Anyway thanks heaps for getting into this so soon! Awesome job!

mbaudis commented 2 years ago

@anuradhawick @redmitry IMO a general problem is to have a complex schema with a gazillion of references pointing to its own parts on GH, like it was originally. AFAIK one should be able to pull the schemas into a local storage and use this... In Progenetix / bycon the local version (in the package) works well w/ the relative $ref values (same beacon-v2 directory structure). As part of instantiating data objects we de-reference the respective schemas (materialize). As said, the only problem ATM is the multiple-hops dereferencing from models -> framework/common/ontologyTerm -> ... CURIE which may be due to a double local de-referencing???

In general I hate to have a standard where such $ref to Github raw paths are sprinkled throughout.
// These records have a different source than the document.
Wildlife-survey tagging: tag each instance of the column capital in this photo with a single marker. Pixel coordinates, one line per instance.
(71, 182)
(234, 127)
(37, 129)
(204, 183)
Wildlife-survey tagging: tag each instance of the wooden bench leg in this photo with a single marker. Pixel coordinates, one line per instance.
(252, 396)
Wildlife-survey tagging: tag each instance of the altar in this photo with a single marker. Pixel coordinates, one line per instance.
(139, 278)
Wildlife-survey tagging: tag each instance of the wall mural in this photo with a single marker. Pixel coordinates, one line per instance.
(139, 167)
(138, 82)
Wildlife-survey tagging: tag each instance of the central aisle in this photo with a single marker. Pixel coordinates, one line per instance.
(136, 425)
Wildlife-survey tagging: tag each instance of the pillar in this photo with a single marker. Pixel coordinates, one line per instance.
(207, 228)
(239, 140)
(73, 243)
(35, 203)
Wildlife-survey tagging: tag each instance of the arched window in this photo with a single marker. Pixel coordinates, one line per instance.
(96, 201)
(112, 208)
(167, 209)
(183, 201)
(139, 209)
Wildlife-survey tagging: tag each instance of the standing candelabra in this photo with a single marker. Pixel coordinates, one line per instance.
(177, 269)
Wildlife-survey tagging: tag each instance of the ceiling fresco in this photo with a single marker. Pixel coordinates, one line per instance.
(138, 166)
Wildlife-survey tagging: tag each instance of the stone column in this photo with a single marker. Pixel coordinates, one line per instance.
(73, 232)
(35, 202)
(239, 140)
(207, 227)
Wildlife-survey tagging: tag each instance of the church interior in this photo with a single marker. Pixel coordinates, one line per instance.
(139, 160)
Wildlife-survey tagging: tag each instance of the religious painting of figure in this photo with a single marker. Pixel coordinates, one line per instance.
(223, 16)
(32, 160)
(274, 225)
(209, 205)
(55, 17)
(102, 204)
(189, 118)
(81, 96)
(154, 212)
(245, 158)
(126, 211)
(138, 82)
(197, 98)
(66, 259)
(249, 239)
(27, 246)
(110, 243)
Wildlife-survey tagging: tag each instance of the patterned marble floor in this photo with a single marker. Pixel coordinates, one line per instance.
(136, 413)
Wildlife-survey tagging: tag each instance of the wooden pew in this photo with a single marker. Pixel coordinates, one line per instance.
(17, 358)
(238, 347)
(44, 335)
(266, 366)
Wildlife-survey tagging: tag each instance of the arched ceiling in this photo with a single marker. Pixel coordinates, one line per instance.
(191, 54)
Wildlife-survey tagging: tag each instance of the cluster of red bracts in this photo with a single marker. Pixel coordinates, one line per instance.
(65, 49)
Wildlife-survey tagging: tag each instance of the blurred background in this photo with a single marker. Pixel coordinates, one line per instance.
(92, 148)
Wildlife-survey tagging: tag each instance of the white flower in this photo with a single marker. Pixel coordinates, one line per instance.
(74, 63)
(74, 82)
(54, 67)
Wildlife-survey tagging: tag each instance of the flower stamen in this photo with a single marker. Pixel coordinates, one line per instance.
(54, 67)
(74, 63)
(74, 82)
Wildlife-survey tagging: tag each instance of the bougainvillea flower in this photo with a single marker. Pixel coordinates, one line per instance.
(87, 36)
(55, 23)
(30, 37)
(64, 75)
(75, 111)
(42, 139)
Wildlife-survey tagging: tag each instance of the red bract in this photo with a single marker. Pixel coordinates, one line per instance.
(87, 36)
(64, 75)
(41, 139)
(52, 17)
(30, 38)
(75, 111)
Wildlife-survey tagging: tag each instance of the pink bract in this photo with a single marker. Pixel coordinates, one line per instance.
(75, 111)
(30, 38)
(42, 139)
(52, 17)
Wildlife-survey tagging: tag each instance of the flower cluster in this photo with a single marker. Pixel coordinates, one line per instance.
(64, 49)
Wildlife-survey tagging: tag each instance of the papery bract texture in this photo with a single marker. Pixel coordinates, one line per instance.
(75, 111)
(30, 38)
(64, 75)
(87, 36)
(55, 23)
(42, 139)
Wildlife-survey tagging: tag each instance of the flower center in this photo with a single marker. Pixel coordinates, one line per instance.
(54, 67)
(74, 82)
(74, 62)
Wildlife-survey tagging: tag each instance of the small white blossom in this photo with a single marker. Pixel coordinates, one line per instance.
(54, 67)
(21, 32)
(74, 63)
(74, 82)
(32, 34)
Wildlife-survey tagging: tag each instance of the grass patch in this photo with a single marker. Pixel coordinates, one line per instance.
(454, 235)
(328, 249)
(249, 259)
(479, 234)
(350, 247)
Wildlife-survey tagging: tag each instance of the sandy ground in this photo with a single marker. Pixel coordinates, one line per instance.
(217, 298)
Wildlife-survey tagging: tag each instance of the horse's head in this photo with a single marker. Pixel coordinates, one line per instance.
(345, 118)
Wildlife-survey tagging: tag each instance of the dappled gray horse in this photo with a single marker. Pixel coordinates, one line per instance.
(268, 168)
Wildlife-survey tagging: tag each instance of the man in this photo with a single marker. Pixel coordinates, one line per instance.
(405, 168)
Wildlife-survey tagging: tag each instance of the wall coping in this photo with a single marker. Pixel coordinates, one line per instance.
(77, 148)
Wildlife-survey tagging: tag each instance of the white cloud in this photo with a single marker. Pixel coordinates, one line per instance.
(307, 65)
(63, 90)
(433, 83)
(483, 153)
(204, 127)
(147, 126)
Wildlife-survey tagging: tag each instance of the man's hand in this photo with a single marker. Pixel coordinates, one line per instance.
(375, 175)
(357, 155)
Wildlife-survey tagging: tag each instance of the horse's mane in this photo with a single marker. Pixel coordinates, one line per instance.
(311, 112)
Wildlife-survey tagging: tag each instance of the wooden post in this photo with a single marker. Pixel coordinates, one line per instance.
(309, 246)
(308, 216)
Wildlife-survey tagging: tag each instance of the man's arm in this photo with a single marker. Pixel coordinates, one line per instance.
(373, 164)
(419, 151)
So: Should't the option be to pull the schema repos and then verify against this localized version? Really asking; not a software engineer ¯\_(ツ)_/¯

CAVE: The variant schema uses now references to the VRS repo (as only external).

Suggestions?

mbaudis commented 2 years ago

@anuradhawick @redmitry IMO a general problem is to have a complex schema with a gazillion of references pointing to its own parts on GH, like it was originally. AFAIK one should be able to pull the schemas into a local storage and use this... In Progenetix / bycon the local version (in the package) works well w/ the relative $ref values (same beacon-v2 directory structure). As part of instantiating data objects we de-reference the respective schemas (materialize). As said, the only problem ATM is the multiple-hops dereferencing from models -> framework/common/ontologyTerm -> ... CURIE which may be due to a double local de-referencing???

In general I hate to have a standard where such $ref to Github raw paths are sprinkled throughout.

So: Should't the option be to pull the schema repos and then verify against this localized version? Really asking; not a software engineer ¯\_(ツ)_/¯

CAVE: The variant schema uses now references to the VRS repo (as only external).

Suggestions?

redmitry commented 2 years ago

In general I hate to have a standard where such $ref to Github raw paths are sprinkled throughout.

IMO standard shouldn't have links to the github. In this case, local copies would inevitably link to "other" piece of schema outside.

mbaudis commented 2 years ago

So we should have a verifier which pulls / rsyncs whatever schema root it is pointed at & verifies against this, but accept external $ref values in it, from a general POV, right?

anuradhawick commented 2 years ago

@mbaudis only issue is multiple hops, it creates confusion for the program, whether the relative path is from the program itself or the referencing JSON file or relative to the remote URL. This could make the different behaviour depending on the language (python vs rustc).

Having external URLs within schema makes it impossible to use within other programs directly. This is mainly due to security and we would typically block outbound connections from containers/clusters.

I like the idea of strictly local verification with zero HTTP calls to GitHub.